Nos anos 80 o Ernesto está doente e os vanguardistas mais activos passaram naturalmente para a barricada post-moderna. Apesar dos diferendos de entre estes, só o Leonel Moura nunca o abandonou, o que é louvável. O Ernesto refugiou-se no grupo da cooperativa-galeria Diferença e continuou a comissariar a Bienal de Veneza até 84.
A minha amizade resulta em grande parte de uma cumplicidade teórica. Em Janeiro de 84 a exposição homeostética “um labrego em nova iorque” fala de Ernesto o Ornitorrinco Honesto. Em 1986 a exposição do mesmo grupo chamada Continentes é-lhe dedicada, sem mais texto nenhum, sem curriculuns pessoais, etc. Ao subjectivismo neo-romantico de uns opunhamos a co-autoria, a heteronomia, a pseudonomia e o falso anonimato. Citacionismo? Sim, como em Ernesto, Lapa e Batarda.


É certo que há alguma confusão e perplexidade – as exposições do Ernesto de 1986 antes desse ouro e esse ouro dantes são grafitistas de um modo mais ou menos conceptual. Aliás, a minha exploração do “grafitismo” passaram pela influência do Ernesto. O Décalogo da exposição “atitudes litorais”, o microtexto sobre o Leonel numa exposição na Galeria Cómicos, o remake do texto da Helena Almeida para a Bienal de Veneza são belas súmulas. Dou como exemplo o parágrafo final de um texto publicado na Fenda em 82:

Que a diferença entre prática e teoria, criação e crítica, emergência do novo e identificação com as origens, abstracção e figuração, arte e anti-arte, etc., etc.... são apenas jogos elementares de linguagem, é tão conhecido e evidente como a função do acaso na guerra dos mundos, na teologia negativa.
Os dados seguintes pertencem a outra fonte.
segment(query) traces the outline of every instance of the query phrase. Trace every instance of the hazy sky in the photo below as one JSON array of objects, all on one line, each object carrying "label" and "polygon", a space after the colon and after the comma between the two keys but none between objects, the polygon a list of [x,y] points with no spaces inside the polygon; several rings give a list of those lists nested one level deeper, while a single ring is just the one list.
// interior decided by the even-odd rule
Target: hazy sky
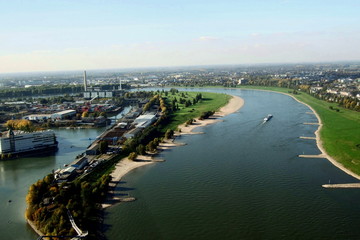
[{"label": "hazy sky", "polygon": [[359,0],[0,0],[0,73],[343,60]]}]

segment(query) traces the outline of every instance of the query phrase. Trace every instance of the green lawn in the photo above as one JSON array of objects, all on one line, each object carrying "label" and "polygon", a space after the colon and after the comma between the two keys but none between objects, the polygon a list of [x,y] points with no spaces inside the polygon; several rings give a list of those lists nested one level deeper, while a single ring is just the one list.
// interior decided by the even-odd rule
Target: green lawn
[{"label": "green lawn", "polygon": [[[290,89],[275,87],[241,87],[289,93]],[[320,116],[323,128],[320,136],[326,152],[347,169],[360,175],[360,113],[316,99],[307,93],[290,94],[310,105]],[[329,109],[332,106],[340,111]]]},{"label": "green lawn", "polygon": [[[172,101],[175,97],[177,100],[180,99],[181,93],[179,92],[175,95],[168,94],[167,101]],[[185,107],[184,104],[179,104],[180,110],[172,114],[172,120],[169,125],[166,126],[166,129],[176,130],[180,124],[185,123],[187,120],[192,118],[198,118],[203,112],[207,111],[217,111],[222,106],[225,106],[231,96],[227,94],[220,93],[208,93],[208,92],[183,92],[186,96],[185,99],[193,100],[195,96],[199,93],[202,94],[202,100],[196,103],[195,105],[190,105]],[[163,97],[165,97],[163,95]],[[165,129],[165,130],[166,130]]]}]

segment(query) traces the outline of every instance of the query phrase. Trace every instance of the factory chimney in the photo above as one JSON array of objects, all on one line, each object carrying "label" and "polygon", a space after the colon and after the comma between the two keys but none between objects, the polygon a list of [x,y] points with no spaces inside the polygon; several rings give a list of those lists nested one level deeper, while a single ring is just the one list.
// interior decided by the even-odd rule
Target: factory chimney
[{"label": "factory chimney", "polygon": [[84,71],[84,91],[87,91],[86,71]]}]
Só algumas coisas mereceriam maior referência e análise, mas fica para outra oportunidade: os binómios explosão/implosão, “regressão de enraízamento” ou vernacular/cosmopolitanismo; morte do Pai/morte do nome do Pai; a emergência do terrorismo numa sociedade altamente tecnológica, a menipeia, a paradoxologia, a sedução, a agonística, a dádiva e o potlach.


Para mim isto era excitante e vinha ao encontro de um materialismo frique e radical que não desdenha as mitologias, que gosta a sério do corpo, que procura multiplicidades e interacções, que não se envergonha de ser vernacular e cosmopolita ao mesmo tempo, para quem os processos e a vida são mais importantes que os comércios, as carreiras e as obras, e para quem a paradoxologia, a sedução, a menipeia, a dádiva e o ptlach, são modos perviligiados de trans-comunicação.